Au moment où l’agitation et la confusion, qui se sont installées au cours des trois dernières années, n’en finissent pas de grandir, 17 millions de Sénégalais sont pris dans les nasses de cette politique arborant le plus contestable des costumes: celui de l’insatiable pêcheur en quête perpétuelle d’électeurs. Tandis que les campagnes électorales ne dépendent plus des saisons mais de ces irrépressibles et permanentes envies de se maintenir au pouvoir ou de le conquérir, se libérer des filets, tenus par des dirigeants du régime et de l’opposition, relève de l’exploit.

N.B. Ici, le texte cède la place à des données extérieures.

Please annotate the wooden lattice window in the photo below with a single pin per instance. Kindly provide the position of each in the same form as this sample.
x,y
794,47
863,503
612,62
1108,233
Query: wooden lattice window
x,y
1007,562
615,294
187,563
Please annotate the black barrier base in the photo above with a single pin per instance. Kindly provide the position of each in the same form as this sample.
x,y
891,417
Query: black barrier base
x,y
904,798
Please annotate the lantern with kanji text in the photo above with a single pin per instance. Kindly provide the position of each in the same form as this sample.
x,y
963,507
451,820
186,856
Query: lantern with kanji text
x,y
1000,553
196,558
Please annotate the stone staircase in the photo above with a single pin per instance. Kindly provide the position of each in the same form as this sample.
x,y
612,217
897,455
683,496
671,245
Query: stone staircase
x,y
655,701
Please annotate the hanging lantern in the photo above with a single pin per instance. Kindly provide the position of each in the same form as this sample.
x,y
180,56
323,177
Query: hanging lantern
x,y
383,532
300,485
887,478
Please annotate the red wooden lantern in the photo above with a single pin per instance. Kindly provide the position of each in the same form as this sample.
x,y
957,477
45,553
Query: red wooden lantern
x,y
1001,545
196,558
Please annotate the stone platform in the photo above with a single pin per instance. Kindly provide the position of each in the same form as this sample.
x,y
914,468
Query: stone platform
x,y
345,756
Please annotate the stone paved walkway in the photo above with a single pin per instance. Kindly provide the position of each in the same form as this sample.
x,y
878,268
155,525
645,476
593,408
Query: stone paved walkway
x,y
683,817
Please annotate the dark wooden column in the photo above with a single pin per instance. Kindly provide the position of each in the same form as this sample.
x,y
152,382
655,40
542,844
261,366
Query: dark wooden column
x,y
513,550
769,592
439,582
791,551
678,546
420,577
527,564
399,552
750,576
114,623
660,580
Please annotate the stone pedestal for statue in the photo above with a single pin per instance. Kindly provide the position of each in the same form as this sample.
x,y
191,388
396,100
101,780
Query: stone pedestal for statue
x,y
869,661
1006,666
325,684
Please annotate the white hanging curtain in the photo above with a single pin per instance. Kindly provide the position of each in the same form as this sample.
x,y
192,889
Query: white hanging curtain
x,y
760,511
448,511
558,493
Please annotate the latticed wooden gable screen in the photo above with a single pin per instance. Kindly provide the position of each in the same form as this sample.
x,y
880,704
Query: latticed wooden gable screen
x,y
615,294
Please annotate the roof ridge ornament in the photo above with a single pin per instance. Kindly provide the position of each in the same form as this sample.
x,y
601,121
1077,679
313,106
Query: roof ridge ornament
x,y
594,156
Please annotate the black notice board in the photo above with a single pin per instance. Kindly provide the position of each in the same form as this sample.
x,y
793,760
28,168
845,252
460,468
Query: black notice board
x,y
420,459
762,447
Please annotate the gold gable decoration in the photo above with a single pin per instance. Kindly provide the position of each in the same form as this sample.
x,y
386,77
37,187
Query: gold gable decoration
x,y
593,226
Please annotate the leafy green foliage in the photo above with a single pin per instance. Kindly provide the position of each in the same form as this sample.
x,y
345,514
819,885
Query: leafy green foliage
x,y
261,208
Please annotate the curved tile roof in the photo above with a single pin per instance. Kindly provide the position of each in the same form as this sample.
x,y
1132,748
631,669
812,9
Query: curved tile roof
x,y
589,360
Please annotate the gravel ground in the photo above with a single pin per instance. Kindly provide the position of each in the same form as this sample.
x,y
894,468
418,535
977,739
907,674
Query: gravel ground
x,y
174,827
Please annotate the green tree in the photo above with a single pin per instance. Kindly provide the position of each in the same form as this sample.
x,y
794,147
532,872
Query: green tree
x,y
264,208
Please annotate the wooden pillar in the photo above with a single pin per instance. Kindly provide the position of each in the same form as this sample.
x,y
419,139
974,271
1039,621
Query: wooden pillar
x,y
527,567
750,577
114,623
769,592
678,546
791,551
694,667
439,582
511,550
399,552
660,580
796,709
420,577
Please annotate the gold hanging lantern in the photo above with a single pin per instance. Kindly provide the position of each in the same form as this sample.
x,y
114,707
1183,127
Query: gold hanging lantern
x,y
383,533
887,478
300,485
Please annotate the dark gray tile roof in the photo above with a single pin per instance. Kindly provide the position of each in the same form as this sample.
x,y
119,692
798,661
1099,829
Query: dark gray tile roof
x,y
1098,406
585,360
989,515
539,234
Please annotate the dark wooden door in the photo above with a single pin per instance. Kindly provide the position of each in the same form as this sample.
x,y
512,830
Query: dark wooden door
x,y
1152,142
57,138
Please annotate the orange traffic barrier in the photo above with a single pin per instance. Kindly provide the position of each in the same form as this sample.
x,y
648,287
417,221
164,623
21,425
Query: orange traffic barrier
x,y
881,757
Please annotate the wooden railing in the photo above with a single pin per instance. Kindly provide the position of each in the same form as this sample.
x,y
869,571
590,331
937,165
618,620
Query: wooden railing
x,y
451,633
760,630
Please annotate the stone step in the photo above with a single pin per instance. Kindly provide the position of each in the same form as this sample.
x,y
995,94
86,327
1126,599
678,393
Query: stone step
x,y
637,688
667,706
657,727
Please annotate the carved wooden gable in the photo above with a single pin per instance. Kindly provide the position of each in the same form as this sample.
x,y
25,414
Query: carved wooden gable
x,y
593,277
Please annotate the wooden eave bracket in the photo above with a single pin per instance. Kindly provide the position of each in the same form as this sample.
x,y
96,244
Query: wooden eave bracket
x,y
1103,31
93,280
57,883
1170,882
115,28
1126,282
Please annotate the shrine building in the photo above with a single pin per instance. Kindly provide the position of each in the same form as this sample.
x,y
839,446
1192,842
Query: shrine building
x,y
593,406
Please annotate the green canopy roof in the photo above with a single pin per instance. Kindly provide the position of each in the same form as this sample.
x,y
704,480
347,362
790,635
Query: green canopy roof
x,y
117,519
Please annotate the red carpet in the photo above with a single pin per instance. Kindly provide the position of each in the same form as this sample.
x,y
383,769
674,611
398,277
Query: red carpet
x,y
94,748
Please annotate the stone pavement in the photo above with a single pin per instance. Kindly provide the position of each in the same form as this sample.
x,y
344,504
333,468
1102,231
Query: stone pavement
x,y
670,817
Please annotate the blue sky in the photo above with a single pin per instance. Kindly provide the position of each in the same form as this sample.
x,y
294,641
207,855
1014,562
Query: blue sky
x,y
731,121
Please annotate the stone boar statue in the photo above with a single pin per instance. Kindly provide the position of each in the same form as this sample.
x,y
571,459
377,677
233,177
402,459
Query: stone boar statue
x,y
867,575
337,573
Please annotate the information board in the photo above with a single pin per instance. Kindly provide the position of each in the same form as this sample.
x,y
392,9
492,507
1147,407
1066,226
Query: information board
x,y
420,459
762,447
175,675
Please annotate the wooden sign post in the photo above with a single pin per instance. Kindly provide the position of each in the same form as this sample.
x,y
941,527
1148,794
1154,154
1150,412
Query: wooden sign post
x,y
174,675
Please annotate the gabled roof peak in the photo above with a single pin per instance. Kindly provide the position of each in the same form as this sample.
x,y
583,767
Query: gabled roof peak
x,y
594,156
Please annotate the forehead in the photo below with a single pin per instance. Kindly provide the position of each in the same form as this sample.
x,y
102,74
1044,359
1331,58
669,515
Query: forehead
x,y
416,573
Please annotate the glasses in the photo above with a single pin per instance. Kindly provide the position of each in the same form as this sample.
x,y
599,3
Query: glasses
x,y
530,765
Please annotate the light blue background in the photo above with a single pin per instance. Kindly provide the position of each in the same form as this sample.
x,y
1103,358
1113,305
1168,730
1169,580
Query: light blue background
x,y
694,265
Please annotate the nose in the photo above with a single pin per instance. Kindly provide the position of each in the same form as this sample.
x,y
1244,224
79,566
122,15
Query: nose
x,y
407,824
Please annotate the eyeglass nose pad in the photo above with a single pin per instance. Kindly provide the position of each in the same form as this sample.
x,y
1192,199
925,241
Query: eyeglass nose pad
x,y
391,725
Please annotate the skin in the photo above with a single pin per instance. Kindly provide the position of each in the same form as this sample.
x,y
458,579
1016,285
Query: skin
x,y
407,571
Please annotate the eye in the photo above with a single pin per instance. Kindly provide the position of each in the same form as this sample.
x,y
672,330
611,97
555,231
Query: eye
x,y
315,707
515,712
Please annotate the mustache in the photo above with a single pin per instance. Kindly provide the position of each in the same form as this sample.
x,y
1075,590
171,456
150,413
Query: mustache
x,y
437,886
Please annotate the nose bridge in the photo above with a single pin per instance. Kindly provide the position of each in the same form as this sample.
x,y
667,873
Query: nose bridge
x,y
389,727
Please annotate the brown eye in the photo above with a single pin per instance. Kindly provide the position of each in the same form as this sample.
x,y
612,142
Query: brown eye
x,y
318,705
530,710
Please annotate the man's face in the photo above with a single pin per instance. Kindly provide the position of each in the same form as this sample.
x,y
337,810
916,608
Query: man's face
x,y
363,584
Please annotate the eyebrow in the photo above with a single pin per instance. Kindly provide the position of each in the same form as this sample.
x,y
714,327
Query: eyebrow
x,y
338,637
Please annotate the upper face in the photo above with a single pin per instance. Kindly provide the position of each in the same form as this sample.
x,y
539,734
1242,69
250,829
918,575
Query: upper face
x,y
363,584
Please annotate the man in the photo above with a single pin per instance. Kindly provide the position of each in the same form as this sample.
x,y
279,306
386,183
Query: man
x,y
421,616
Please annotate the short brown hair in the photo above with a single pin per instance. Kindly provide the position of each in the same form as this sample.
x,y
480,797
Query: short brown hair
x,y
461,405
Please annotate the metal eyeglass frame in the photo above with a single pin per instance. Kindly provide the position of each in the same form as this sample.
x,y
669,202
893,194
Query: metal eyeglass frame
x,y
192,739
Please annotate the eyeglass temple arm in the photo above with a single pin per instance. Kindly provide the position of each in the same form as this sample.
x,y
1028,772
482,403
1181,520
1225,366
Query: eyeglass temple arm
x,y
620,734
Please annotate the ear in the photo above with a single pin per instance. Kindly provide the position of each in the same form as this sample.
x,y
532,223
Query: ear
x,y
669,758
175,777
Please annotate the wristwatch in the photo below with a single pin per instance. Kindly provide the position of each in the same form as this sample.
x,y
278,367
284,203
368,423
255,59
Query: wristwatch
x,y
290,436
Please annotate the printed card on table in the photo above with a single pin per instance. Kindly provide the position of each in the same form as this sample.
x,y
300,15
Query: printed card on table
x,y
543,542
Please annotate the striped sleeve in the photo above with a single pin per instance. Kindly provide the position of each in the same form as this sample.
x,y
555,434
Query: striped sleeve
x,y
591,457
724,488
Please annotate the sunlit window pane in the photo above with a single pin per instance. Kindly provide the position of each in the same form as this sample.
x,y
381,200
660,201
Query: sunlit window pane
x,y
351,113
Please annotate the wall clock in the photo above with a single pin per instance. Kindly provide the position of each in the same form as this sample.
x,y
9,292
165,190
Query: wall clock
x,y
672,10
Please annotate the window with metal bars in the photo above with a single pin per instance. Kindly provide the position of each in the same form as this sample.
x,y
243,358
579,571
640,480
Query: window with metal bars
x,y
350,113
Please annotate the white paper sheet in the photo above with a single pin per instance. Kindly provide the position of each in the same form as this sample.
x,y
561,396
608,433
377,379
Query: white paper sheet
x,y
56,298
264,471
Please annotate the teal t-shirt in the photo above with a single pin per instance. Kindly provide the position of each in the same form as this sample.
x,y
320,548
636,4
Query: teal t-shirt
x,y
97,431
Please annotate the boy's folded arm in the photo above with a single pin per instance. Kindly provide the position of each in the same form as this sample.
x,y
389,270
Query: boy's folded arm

En attendant les élections, avons-nous un choix autre que celui de patienter sous les flots, en dépit de toutes nos préoccupations et urgences, parfois vitales? Pas vraiment! Néanmoins, les permis de rêver ne pouvant être soumis à des restrictions, et puisque c’est dans l’air du temps, je voudrais me livrer à un exercice, périlleux et un peu hasardeux, consistant à imaginer le président que je voudrais voir piloter notre embarcation, puis relâcher toutes ces personnes qui veulent vivre mieux et dans la paix. Et si le capitaine était une femme? À la veille de la Journée internationale des Femmes (ou des Droits des Femmes, selon les pays), il me plaît d’imaginer un tel scénario.
Au risque de vous décevoir, je ne compte pas me lancer dans des affirmations prêtant aux femmes des spécificités qui les rendraient plus aptes que les hommes à réussir dans certains domaines ou à diriger en douceur, dans l’équité et la sérénité. Je ne crois pas qu’il existe des qualités morales ou intellectuelles intrinsèquement liées à un genre. En revanche, je reste convaincue que les parcours individuels déterminent la capacité de chaque être humain à assumer des responsabilités et à exécuter correctement diverses tâches, choisies par lui ou attribuées par des tiers. Donc ce sont les pratiques discriminatoires à l’encontre des femmes qui doivent être bannies et l’égalité des chances promue. De ce point de vue, même si ce n’est pas pour demain, l’élection d’une femme à la présidence de la République du Sénégal est possible.
Pour diriger notre pays, je verrais bien une femme honnête et forte. Elle aurait remporté le scrutin présidentiel, à l’issue d’une rude compétition, grâce à un projet global réaliste, pas à cause de séduisantes promesses intenables. Nous l’aurions suivie, pendant des semaines, des mois ou des années, alors qu’elle aurait tenu un langage de vérité. Elle n’aurait pas extrapolé sur sa capacité à opérer des changements significatifs, en faveur de ses concitoyens, quels que soient les sacrifices, individuels ou collectifs, auxquels nous n’aurions pu échapper. Peut-être qu’elle aurait tancé ou diabolisé le pouvoir en place, mais, en échange, elle se serait engagée à ne pas sombrer dans cette sorte d’amnésie commandée, propre aux politiciens et à certains dirigeants, pour qui se renier ou changer de sabador, ou de moussor, c’est pareil. Le pouvoir de cette femme aurait été sa force de caractère et de persuasion, sa capacité à argumenter et à défendre ses idées. Le règne par la peur n’aurait pas été son truc. Elle aurait, dès le début de son mandat, mis en avant les intérêts de la nation au lieu de ceux de son clan, quitte à fâcher les siens. Elle aurait aussi été capable de supporter les critiques ou les attaques, des uns et des autres, sans se détourner de ses objectifs, connus des électeurs et du grand public, qui ont parfois besoin qu’on leur rafraîchisse la mémoire. Si, pour une raison ou pour une autre, elle avait mal fait ou échoué, elle aurait mis son orgueil de côté et parlé aux populations, en toute franchise. Avec la participation des institutions, elle aurait créé un nouveau système de gouvernance plus inclusif et plus porté sur l’humain. Des femmes comme elle, qui ont la tête, les épaules et le cœur qu’il faut pour mener les combats les plus difficiles, existent. Il y en a au Sénégal et ailleurs. Elles sont dans les foyers, les marchés et les rues. Elles sont dans les écoles et les universités, dans les cases de santé et les hôpitaux. Elles sont dans nos entreprises, nos administrations et nos institutions. Des femmes honnêtes et fortes, il y en a beaucoup partout. Il suffit d’ouvrir les yeux. Le 8 mars est le jour où les femmes défendent leurs droits. Ce combat est aussi celui d’hier, d’aujourd’hui et de chaque instant.